Dwa źródła w Brukseli powiedziały agencji Reutera, że obecny szef Rady Herman Van Rompuy w rozmowach telefonicznych przedstawi nazwisko Tuska przywódcom jako część pakietu obsady stanowisk.

"Czy to, że pan premier nie jest kobietą to jest wada?"

- Bardzo się cieszę, że Polska przeszła taką ewolucję w ciągu kilku lat. Parę lat temu, gdy rządziła Polską para Kaczyńskich, chociażby "The Economist" donosił, że cała Europa z Polski się śmieje. Dzisiaj nie tylko z Polski nikt się nie śmieje, ale dzisiaj Europa chce Polaka na swojego prezydenta. To fantastyczne - cieszył się w "Faktach po Faktach" w TVN24 Adam Szejnfeld z PO.

PiS wspiera aspiracje

Andrzej Duda z PiS powiedział, że z politowaniem wysłuchał słów Szejnfelda, który wytykał, że rząd PiS był krytykowany za granicą.

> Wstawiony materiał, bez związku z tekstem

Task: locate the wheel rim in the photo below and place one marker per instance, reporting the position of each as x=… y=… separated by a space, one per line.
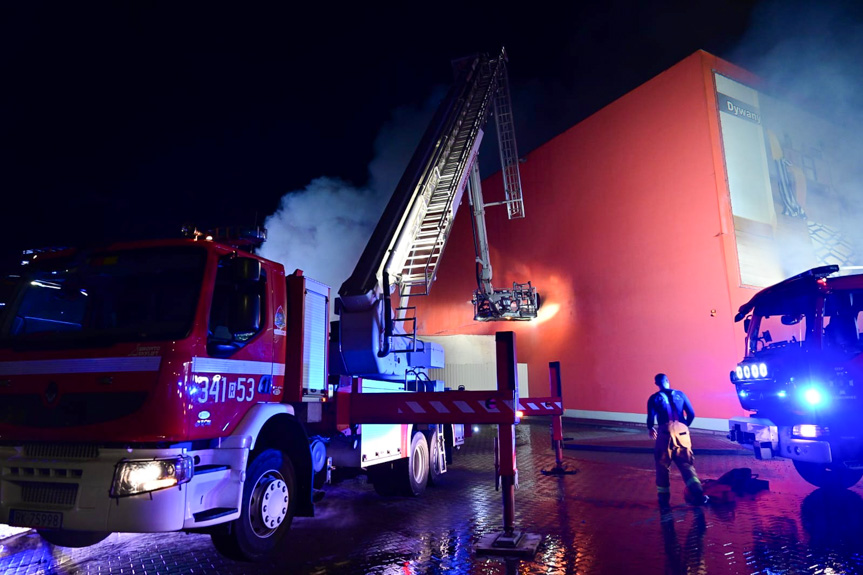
x=269 y=504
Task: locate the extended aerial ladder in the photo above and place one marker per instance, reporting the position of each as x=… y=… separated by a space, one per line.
x=403 y=254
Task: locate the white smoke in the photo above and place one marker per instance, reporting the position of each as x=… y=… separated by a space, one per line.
x=323 y=228
x=809 y=54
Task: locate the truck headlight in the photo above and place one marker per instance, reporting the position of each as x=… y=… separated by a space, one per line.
x=134 y=476
x=814 y=397
x=809 y=431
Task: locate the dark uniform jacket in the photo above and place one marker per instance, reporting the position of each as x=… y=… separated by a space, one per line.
x=669 y=405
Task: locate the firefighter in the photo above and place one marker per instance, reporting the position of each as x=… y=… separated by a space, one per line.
x=673 y=413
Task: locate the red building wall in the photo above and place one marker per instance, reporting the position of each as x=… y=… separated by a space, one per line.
x=628 y=237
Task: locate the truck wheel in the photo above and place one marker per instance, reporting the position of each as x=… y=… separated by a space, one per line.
x=820 y=475
x=406 y=476
x=415 y=469
x=72 y=538
x=269 y=500
x=435 y=471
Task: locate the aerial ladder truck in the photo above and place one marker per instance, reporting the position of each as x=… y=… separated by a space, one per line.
x=189 y=385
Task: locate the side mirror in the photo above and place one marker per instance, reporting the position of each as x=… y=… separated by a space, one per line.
x=246 y=270
x=789 y=319
x=245 y=315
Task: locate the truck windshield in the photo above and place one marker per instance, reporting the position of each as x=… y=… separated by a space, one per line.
x=781 y=321
x=106 y=297
x=791 y=320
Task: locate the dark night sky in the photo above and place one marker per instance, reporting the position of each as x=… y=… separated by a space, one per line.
x=126 y=120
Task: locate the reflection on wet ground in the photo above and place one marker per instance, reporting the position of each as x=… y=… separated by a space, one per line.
x=603 y=519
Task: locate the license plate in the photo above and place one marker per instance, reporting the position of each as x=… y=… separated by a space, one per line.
x=37 y=519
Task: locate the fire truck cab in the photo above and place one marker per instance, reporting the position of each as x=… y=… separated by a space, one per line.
x=802 y=373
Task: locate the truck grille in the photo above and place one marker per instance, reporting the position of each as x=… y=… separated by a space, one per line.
x=27 y=471
x=60 y=451
x=56 y=494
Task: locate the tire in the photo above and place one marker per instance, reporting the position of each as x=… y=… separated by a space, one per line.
x=72 y=538
x=407 y=476
x=269 y=501
x=435 y=471
x=820 y=475
x=415 y=469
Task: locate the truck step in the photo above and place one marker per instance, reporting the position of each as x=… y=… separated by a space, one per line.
x=214 y=513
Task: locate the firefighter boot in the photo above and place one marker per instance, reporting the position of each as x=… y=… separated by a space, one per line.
x=664 y=502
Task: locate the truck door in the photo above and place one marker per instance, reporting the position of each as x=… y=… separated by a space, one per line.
x=237 y=369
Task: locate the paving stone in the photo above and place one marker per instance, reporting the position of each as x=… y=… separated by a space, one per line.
x=602 y=519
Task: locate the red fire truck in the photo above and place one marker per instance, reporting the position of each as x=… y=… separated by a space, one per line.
x=800 y=375
x=190 y=385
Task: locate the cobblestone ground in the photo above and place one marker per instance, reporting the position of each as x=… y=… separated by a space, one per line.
x=603 y=519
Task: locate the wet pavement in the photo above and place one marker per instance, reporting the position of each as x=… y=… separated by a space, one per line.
x=602 y=519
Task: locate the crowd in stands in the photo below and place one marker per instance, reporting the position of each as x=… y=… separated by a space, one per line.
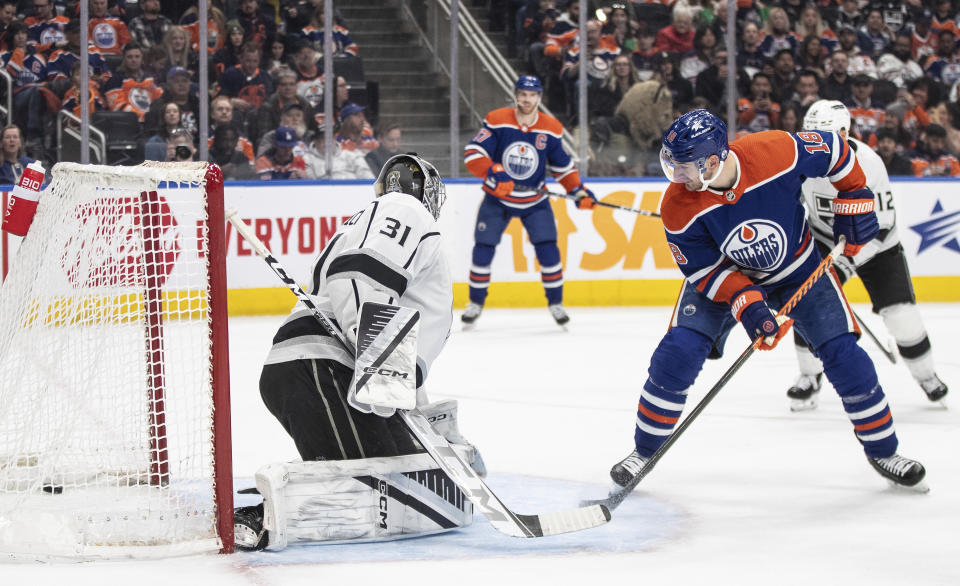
x=265 y=77
x=895 y=64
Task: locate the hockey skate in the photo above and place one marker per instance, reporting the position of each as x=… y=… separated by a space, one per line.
x=561 y=317
x=624 y=470
x=471 y=313
x=934 y=388
x=804 y=394
x=901 y=472
x=248 y=531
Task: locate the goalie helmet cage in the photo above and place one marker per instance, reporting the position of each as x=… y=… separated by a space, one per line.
x=114 y=388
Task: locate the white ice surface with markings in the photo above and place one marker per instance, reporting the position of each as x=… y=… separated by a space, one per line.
x=752 y=494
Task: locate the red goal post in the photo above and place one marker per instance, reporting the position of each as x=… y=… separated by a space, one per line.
x=114 y=371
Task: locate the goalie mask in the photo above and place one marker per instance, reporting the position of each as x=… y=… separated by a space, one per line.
x=408 y=173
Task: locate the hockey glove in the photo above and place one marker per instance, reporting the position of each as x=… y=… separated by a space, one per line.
x=498 y=183
x=749 y=306
x=853 y=217
x=584 y=198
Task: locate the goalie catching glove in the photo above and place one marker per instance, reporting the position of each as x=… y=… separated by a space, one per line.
x=854 y=218
x=584 y=198
x=749 y=306
x=385 y=372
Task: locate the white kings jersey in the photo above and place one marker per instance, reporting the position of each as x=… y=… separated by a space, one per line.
x=818 y=193
x=390 y=252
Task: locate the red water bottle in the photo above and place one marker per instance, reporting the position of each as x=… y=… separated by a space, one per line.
x=23 y=202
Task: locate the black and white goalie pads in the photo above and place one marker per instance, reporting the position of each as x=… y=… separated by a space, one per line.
x=385 y=375
x=372 y=499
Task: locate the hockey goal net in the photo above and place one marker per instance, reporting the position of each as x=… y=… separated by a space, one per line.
x=114 y=395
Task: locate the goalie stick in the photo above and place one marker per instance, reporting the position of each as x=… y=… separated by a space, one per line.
x=616 y=497
x=484 y=499
x=605 y=204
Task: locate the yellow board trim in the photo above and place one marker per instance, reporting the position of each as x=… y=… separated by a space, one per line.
x=276 y=300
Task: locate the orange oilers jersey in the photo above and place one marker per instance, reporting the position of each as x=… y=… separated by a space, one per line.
x=132 y=96
x=527 y=154
x=109 y=34
x=756 y=232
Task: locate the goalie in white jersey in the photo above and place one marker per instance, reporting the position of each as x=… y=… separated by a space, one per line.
x=364 y=476
x=881 y=265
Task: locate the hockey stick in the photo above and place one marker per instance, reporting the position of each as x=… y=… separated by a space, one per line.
x=501 y=517
x=615 y=498
x=605 y=204
x=891 y=356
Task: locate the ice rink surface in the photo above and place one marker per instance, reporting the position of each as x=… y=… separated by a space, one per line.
x=751 y=494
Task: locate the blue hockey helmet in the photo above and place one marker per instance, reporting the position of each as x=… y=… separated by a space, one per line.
x=528 y=82
x=689 y=142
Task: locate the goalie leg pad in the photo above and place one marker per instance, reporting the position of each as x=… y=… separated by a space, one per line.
x=442 y=415
x=374 y=499
x=385 y=376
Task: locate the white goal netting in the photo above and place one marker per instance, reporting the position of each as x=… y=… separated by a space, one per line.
x=106 y=391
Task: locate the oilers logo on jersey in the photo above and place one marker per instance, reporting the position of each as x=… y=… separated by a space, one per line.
x=757 y=244
x=520 y=160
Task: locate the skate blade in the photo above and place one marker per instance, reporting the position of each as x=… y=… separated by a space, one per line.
x=919 y=488
x=797 y=405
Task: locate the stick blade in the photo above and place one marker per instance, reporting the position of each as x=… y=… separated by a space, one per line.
x=546 y=524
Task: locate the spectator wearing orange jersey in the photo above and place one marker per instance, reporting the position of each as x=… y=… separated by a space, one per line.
x=131 y=88
x=47 y=30
x=8 y=13
x=930 y=158
x=28 y=71
x=107 y=33
x=600 y=50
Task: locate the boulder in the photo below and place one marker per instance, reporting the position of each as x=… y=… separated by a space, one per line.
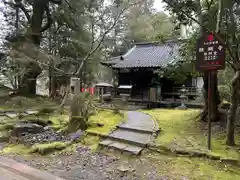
x=21 y=129
x=224 y=105
x=76 y=135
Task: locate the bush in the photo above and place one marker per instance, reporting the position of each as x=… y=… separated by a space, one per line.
x=225 y=92
x=81 y=108
x=47 y=148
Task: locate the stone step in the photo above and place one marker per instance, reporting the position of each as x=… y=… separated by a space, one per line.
x=121 y=146
x=135 y=129
x=131 y=137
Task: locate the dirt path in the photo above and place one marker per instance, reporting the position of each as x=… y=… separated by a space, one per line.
x=87 y=165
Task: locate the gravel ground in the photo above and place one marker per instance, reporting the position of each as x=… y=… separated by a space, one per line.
x=88 y=165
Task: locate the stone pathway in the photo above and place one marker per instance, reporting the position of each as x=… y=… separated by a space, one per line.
x=133 y=135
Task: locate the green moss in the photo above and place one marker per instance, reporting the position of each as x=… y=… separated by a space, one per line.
x=106 y=117
x=16 y=149
x=88 y=140
x=48 y=148
x=182 y=129
x=194 y=169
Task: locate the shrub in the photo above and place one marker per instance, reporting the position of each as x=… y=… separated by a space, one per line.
x=225 y=92
x=81 y=108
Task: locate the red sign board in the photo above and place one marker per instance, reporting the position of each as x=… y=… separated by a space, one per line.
x=210 y=53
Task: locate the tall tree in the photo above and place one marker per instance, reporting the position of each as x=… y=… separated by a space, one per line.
x=205 y=14
x=35 y=20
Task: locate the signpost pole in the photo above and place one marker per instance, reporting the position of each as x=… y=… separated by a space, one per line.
x=210 y=57
x=209 y=108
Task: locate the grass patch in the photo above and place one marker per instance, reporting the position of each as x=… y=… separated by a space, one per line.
x=16 y=149
x=48 y=148
x=181 y=129
x=106 y=117
x=194 y=169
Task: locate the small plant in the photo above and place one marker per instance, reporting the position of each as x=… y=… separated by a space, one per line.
x=81 y=108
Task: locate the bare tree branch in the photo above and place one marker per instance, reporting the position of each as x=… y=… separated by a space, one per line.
x=25 y=11
x=93 y=50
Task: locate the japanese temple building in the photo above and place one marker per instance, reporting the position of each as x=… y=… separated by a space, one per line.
x=137 y=68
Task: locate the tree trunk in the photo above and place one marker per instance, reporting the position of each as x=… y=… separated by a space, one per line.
x=233 y=110
x=215 y=97
x=29 y=79
x=52 y=84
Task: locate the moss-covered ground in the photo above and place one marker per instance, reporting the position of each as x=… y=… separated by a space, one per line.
x=182 y=129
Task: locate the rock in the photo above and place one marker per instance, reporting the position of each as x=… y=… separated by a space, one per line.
x=224 y=105
x=100 y=124
x=46 y=128
x=11 y=114
x=30 y=112
x=52 y=138
x=76 y=135
x=19 y=129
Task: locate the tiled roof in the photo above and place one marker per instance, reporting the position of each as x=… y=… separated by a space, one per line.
x=148 y=55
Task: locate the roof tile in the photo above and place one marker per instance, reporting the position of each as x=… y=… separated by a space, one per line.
x=148 y=55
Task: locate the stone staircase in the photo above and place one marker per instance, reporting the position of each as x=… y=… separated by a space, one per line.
x=133 y=135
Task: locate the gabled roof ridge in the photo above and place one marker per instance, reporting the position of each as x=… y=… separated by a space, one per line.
x=156 y=43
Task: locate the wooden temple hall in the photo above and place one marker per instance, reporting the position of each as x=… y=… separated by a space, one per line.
x=135 y=72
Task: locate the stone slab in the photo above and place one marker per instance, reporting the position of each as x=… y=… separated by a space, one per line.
x=31 y=112
x=106 y=142
x=139 y=120
x=133 y=128
x=136 y=138
x=122 y=146
x=133 y=149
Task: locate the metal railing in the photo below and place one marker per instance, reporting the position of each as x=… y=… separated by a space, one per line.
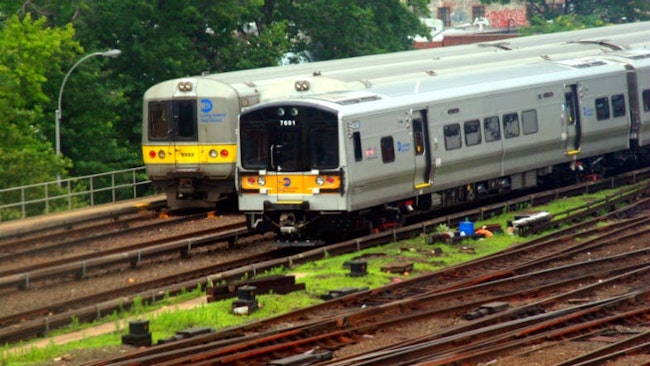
x=67 y=194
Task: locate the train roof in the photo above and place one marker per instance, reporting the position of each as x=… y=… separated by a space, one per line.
x=366 y=71
x=383 y=65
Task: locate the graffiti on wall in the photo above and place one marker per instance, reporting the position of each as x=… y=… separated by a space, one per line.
x=500 y=18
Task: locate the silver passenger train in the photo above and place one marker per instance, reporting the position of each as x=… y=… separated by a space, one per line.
x=188 y=138
x=321 y=167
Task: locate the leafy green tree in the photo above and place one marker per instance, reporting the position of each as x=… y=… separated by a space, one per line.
x=160 y=40
x=30 y=53
x=607 y=11
x=331 y=29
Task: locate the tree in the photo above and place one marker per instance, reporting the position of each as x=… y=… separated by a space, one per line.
x=160 y=40
x=30 y=53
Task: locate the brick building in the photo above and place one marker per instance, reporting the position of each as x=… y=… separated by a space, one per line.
x=468 y=21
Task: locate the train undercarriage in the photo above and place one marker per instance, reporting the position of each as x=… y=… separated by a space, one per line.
x=304 y=227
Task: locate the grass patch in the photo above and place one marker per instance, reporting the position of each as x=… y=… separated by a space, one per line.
x=320 y=277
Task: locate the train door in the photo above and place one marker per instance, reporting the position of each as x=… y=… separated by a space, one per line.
x=183 y=133
x=423 y=168
x=572 y=116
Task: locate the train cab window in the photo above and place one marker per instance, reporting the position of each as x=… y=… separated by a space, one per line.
x=452 y=136
x=255 y=148
x=324 y=146
x=158 y=120
x=618 y=105
x=358 y=152
x=510 y=125
x=492 y=129
x=185 y=118
x=472 y=131
x=602 y=108
x=387 y=149
x=418 y=136
x=646 y=100
x=529 y=121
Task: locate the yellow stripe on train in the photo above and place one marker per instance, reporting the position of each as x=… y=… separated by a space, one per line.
x=290 y=183
x=189 y=154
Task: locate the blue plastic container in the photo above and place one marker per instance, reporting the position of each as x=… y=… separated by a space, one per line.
x=466 y=227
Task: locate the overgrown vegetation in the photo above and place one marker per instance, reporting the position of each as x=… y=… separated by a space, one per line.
x=167 y=317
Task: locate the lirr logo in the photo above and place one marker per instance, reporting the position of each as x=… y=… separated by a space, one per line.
x=206 y=105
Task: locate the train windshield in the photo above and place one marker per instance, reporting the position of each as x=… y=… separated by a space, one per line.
x=289 y=139
x=172 y=120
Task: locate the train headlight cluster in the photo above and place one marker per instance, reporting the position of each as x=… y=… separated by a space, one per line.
x=302 y=85
x=161 y=154
x=320 y=180
x=185 y=86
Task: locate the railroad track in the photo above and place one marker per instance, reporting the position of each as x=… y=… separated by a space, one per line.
x=338 y=323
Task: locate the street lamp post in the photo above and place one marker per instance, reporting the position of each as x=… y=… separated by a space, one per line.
x=57 y=114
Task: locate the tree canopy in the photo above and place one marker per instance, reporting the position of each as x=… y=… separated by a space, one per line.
x=554 y=16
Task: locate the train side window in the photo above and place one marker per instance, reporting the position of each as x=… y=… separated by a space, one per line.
x=418 y=136
x=618 y=105
x=492 y=129
x=387 y=149
x=510 y=125
x=646 y=100
x=529 y=121
x=356 y=140
x=452 y=136
x=602 y=108
x=472 y=132
x=158 y=120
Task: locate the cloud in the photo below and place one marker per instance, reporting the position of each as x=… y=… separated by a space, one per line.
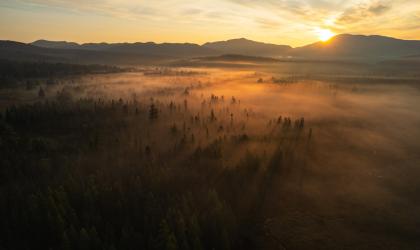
x=364 y=11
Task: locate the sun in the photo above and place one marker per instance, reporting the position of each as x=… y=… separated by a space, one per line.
x=324 y=34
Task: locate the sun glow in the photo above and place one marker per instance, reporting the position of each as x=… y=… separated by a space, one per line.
x=324 y=34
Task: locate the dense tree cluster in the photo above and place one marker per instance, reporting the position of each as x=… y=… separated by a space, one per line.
x=118 y=174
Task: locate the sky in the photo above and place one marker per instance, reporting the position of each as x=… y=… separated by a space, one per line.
x=291 y=22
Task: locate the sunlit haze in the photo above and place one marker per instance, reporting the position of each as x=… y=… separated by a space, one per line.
x=296 y=22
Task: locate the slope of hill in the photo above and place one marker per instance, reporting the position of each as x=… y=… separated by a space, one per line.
x=341 y=47
x=10 y=50
x=149 y=48
x=358 y=46
x=247 y=47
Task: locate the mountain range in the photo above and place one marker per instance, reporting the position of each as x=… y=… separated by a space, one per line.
x=343 y=47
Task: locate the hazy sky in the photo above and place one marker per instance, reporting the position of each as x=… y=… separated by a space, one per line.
x=293 y=22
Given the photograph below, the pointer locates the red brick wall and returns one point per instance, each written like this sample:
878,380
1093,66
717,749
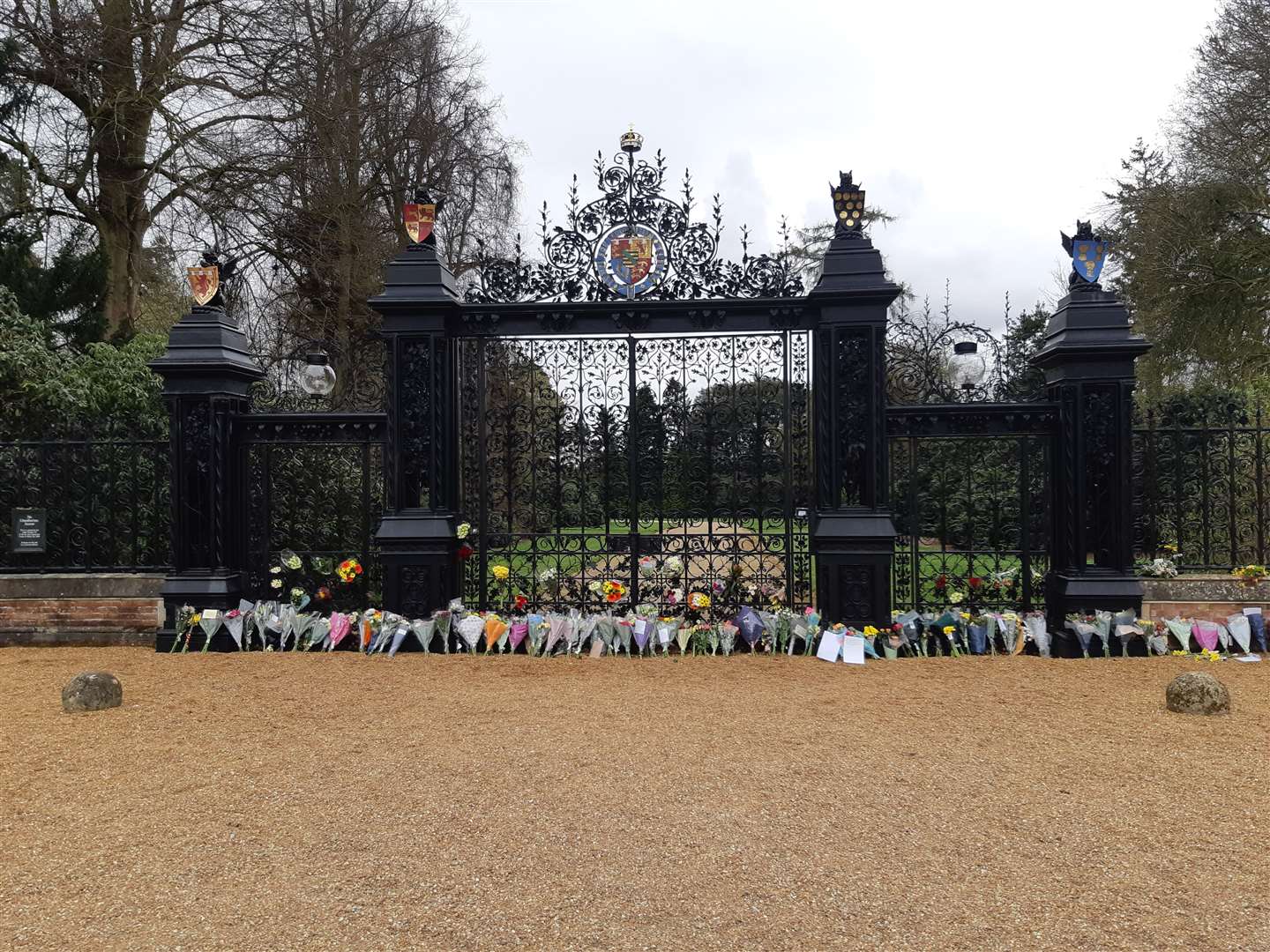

- Ich rząd, jak rozumiem, jest chwalony. Tylko problem polega na tym, że prawdziwa polityka zagraniczna nie polega na tym, że inni klepią nas po plecach i nas chwalą. Bo jak nas chwalą, to najczęściej oznacza, że tak działamy, że to jest zgodne z ich interesami, ale niekoniecznie naszymi - wytknął poseł.Duda przyznał jednak, że Polacy powinni w UE zajmować jak najważniejsze stanowiska. - My zawsze będziemy popierali to, aby przedstawiciele naszego kraju na te ważne stanowiska po pierwsze aspirowali, po drugie je uzyskiwali - podkreślił.

To tylko gra?

Z kolei Krzysztof Gawkowski z SLD przyznał, że "prezydent Europy to brzmi dumnie". - I jako Polak (…) uważam, że jeżeli mamy szanse zbudować odpowiedzialnie - jako klasa polityczna - polityka, który będzie wskazywał jaka jest rola Polski w zjednoczonej Europie po 10 latach, jak jesteśmy członkiem Unii, to dzisiaj wszyscy powinniśmy kibicować - powiedział.Zdaniem Gawkowskiego mamy jednak do czynienia z grą PR-owską.

- Skłaniam się powiedzieć, że to jest prawda, która ma się szanse w 100 proc. sprawdzić, że premier Donald Tusk ma szansę zostać szefem Rady Europejskiej, ale premier tego nie przyjmie. Bo dzisiaj nie ma następcy w PO, dzisiaj powstałaby zawierucha i w Platformie, i w parlamencie, i być może przyspieszone wybory - wyliczał przyczyny ewentualnej odmowy polityk.